Get enough engineers on a problem, and in this age of innovation, you will likely solve it.
The US has pledged that 100 per cent of its electricity will be generated from clean energy technology by 2035. Achieving that will require many of the dynamic dozen. But there are long-standing worries about their global supply and the environmental damage of their extraction. Much of the resource is in China, Indonesia and the Democratic Republic of the Congo, which the International Energy Agency has described as “a concern from a geopolitical point of view”.
Enter Old King Coal. Coal waste (in the US at least) contains absolutely tonnes of the stuff. Coal ash alone contains an estimated 288,000 tonnes of lithium, enough to supply the US market for 130 years. It is also rich in cobalt, neodymium, dysprosium, platinum, iridium, gallium and germanium. The last two of these are needed for the semiconductors that will be used in sensors and controllers for the clean tech.

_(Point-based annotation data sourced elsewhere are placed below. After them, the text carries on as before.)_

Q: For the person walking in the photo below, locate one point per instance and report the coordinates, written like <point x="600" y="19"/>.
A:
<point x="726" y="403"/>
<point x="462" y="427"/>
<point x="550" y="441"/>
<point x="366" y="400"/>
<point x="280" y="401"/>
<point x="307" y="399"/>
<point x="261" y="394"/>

“It’s significant enough to meet some of these clean energy targets that we have,” said Wilcox in the webinar. “I’m really excited.”
There are other reasons to be excited. Not only does coal waste contain those crucial elements, some of it is rich in magnesium and calcium. These aren’t being lined up for extraction, but as a material for negative emissions tech. Coal waste containing magnesium and calcium reacts with carbon dioxide and locks it away as solid carbonates.

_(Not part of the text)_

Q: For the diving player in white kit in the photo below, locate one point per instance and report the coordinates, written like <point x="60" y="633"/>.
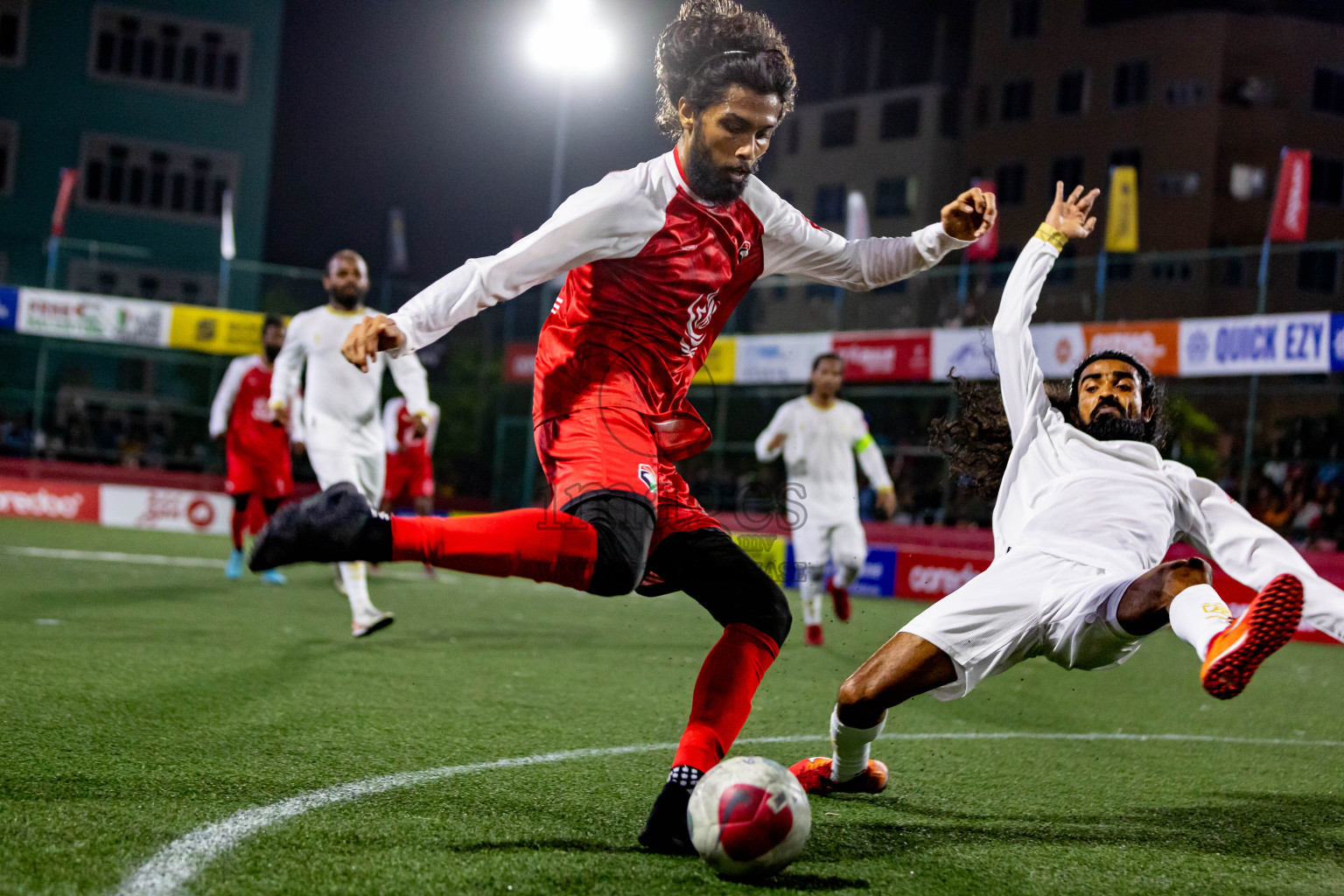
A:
<point x="819" y="436"/>
<point x="343" y="406"/>
<point x="1086" y="511"/>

Coal waste is also often situated in communities blighted by the loss of jobs in mining. They need new jobs and often have the skills that will be required to develop a minerals extraction industry. Win, win, win, win.
But there is a way to go. The purity of the elements is typically modest, said Wilcox, and the separation technologies to recover and refine them are in their infancy. The cost of doing so is also unknown. But the US Department of Energy is burning the midnight coal to work out how to do it.

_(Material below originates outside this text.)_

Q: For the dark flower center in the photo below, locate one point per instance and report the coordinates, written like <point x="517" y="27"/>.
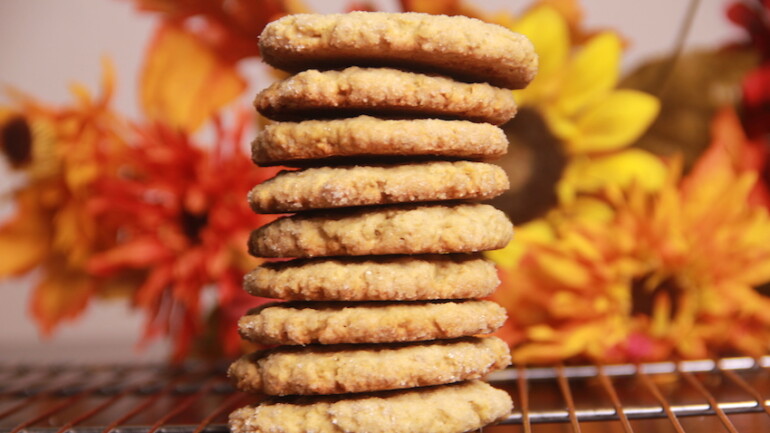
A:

And if coal doesn’t work out, there are other unconventional feedstocks that could be tapped. These include asbestos mine tailings, “red mud” from aluminium production, brines from geothermal power plants, phosphogypsum wastes from phosphoric acid and fertiliser production, e-waste, conventional landfills and even sewage sludge.
Of course, if the US does develop a coal waste separation industry, it is unlikely to share the bounty. But many other countries, including the UK and Germany, have plenty of slag of their own. Coal may be on its way out, but its legacy could help to save us from the storms of our own making.
As I’ve reported before, Rice University has been working on exactly this problem for some time.
The Rice lab of chemist James Tour reports it has successfully extracted valuable rare earth elements (REE) from waste at yields high enough to resolve issues for manufacturers while boosting their profits.
The lab’s flash Joule heating process, introduced several years ago to produce graphene from any solid carbon source, has now been applied to three sources of rare earth elements — coal fly ash, bauxite residue and electronic waste — to recover rare earth metals, which have magnetic and electronic properties critical to modern electronics and green technologies.
The researchers say their process is kinder to the environment by using far less energy and turning the stream of acid often used to recover the elements into a trickle.
The study appears in Science Advances.
Rare earth elements aren’t actually rare. One of them, cerium, is more abundant than copper, and all are more abundant than gold. But these 15 lanthanide elements, along with yttrium and scandium, are widely distributed and difficult to extract from mined materials.
“The U.S. used to mine rare earth elements, but you get a lot of radioactive elements as well,” Tour said. “You’re not allowed to reinject the water, and it has to be disposed of, which is expensive and problematic. On the day the U.S. did away with all rare earth mining, the foreign sources raised their price tenfold.”
So there’s plenty of incentive to recycle what’s been mined already, he said. Much of that is piled up or buried in fly ash, the byproduct of coal-fired power plants. “We have mountains of it,” he said. “The residue of burning coal is silicon, aluminum, iron and calcium oxides that form glass around the trace elements, making them very hard to extract.” Bauxite residue, sometimes called red mud, is the toxic byproduct of aluminum production, while electronic waste is from outdated devices like computers and smart phones.